Published: 7 February 2024

The Chancellor has been urged to take targeted action to avoid counterproductive cuts to essential services at district councils.

District councils – the local authorities closest to communities across much of England – continue to feel acute financial pressure due to a sharp rise in demand for services, including housing, homelessness and support services that directly impact on the wider determinants of health, reducing the pressure on the NHS. All of these services have seen significantly higher demands and costs over recent years.

District Councils’ Network Chairman Cllr Sam Chapman-Allen has written to Jeremy Hunt, urging him to use his spring Budget to ensure DCN member councils remain sustainable so our communities can continue to depend on our services.

Cllr Chapman-Allen writes: “We are still at the point where well-run, responsible councils will likely have to make deep and counter-productive cuts to services to avert financial crisis.

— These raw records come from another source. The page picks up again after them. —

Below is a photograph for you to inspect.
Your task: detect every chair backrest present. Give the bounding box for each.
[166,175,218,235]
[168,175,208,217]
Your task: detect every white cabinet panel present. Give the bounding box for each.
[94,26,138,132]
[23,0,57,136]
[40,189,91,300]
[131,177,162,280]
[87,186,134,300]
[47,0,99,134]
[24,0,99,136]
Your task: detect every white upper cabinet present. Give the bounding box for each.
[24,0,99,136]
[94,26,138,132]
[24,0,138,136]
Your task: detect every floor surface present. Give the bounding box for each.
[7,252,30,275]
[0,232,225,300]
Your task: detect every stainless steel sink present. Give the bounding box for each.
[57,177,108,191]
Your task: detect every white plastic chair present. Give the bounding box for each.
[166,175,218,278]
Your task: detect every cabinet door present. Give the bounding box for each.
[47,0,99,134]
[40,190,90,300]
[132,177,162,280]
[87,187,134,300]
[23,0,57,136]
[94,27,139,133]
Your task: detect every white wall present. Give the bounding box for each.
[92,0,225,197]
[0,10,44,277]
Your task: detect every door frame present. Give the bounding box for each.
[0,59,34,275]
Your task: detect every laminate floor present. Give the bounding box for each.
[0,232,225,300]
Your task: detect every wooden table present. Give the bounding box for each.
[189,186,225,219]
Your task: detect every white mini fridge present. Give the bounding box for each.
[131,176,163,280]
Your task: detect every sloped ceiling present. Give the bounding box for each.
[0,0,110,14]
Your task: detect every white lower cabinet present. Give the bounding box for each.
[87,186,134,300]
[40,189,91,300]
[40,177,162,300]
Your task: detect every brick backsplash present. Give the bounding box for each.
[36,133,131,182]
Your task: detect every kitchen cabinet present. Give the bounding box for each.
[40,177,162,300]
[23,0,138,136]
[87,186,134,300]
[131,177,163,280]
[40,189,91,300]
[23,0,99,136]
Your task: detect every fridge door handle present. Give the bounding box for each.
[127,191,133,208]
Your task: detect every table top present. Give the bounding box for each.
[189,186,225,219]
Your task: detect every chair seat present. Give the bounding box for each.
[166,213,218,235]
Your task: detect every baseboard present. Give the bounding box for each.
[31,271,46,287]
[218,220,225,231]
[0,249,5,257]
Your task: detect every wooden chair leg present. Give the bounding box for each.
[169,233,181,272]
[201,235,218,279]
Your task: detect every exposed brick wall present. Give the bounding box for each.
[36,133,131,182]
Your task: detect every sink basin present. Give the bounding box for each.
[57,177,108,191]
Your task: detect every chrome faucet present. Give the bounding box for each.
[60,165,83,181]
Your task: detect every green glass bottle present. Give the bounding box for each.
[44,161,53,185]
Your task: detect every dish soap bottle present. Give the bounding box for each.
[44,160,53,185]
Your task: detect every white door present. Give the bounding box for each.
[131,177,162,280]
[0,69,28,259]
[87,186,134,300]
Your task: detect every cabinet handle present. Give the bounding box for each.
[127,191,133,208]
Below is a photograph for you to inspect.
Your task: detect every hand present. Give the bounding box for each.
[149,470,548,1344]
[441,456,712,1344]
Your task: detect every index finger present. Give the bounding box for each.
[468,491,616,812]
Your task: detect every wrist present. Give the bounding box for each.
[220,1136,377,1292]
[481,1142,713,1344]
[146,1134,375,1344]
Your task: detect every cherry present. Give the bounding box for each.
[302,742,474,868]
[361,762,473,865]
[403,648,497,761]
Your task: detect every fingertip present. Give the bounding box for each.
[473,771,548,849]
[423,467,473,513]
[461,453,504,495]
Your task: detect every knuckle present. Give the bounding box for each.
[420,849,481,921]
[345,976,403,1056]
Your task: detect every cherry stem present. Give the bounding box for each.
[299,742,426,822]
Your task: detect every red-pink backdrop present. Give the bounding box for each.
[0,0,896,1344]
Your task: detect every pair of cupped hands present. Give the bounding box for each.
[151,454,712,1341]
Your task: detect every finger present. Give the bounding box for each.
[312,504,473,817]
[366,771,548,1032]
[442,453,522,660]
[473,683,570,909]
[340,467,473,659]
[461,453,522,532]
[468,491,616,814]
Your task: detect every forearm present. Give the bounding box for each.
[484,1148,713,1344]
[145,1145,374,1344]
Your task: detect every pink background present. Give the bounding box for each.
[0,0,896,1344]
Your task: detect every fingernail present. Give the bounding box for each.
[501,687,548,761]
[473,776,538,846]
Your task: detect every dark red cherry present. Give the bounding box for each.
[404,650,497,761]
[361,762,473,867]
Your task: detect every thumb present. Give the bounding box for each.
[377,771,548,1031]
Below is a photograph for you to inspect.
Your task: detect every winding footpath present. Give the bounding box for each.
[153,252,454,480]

Despite planning to deliver around 10% in cuts and efficiency savings on average this year, many DCN councils will have significant budget gaps going into the new financial year. It is not right or prudent for councils to be expected routinely to plug shortfalls by using up financial reserves.

“It is clear to me and my members that more action is needed. Ahead of the Spring Budget, I would strongly call on you to explore further targeted support for district councils.”

Cllr Chapman-Allen calls for specific measures in two areas:

Homelessness

DCN is seeking an increase in the Housing Benefit subsidy rate that local authorities can claim for temporary accommodation.

This is currently tied to 2011 rates and DCN councils can only claim an average of £109 a week for nightly accommodation. This leaves councils with a large shortfall which they must fill themselves, leaving less money available for other services.

Cllr Chapman-Allen is calling for the subsidy cap to be increased to 90% of market rent.

“Some district councils now spend millions of pounds a year on temporary accommodation. In some cases this is between 20% and 50% of their total net budget. The spiralling increase in demand and cost means that well-run councils are now struggling to balance the books. It is threatening to push councils into financial distress,” he writes.

“The uplift to Local Housing Allowance (LHA) rates you announced in the Autumn Statement was very welcome. Unfortunately it will not be enough to meet the scale of the challenge we face. I believe you could act in a targeted way to give more support for these important services in a way that will be good value for the taxpayer. Equipping councils with the means to provide decent-quality accommodation for people experiencing homelessness will help to prevent their situation deteriorating further and requiring more expensive interventions by the state.”

Preventative services

Many district council services help prevent personal crises, for instance by averting homelessness or hospital stays. As well as helping often vulnerable people, they lead to significant amounts of money saved across the rest of the public sector.

Such services include leisure and wellbeing services, social prescribing, homelessness prevention, housing and planning, economic development, community outreach and parks and green spaces.

To give one example, a district council service expediting discharges in two Norfolk hospitals is estimated to have saved 12,790 bed days at a value of more than £8.5 million over the last year.

Cllr Chapman-Allen writes: “Financial pressures mean that many of these services are now at risk. The extra funding in the Local Government Finance Settlement will go some way to lessen the impact. But many councils have been forced to make cuts to these services. For instance, over half of DCN member councils are now having to make cuts to leisure and wellbeing services.

“It is my firm view that failing to provide additional support will be counter-productive and cause greater cost for the Exchequer in the longer term. There is a compelling invest-to-save case for providing extra support to the value-adding, preventative services delivered by districts and other parts of local government. This would be for the benefit for the whole of local government and for the taxpayer.”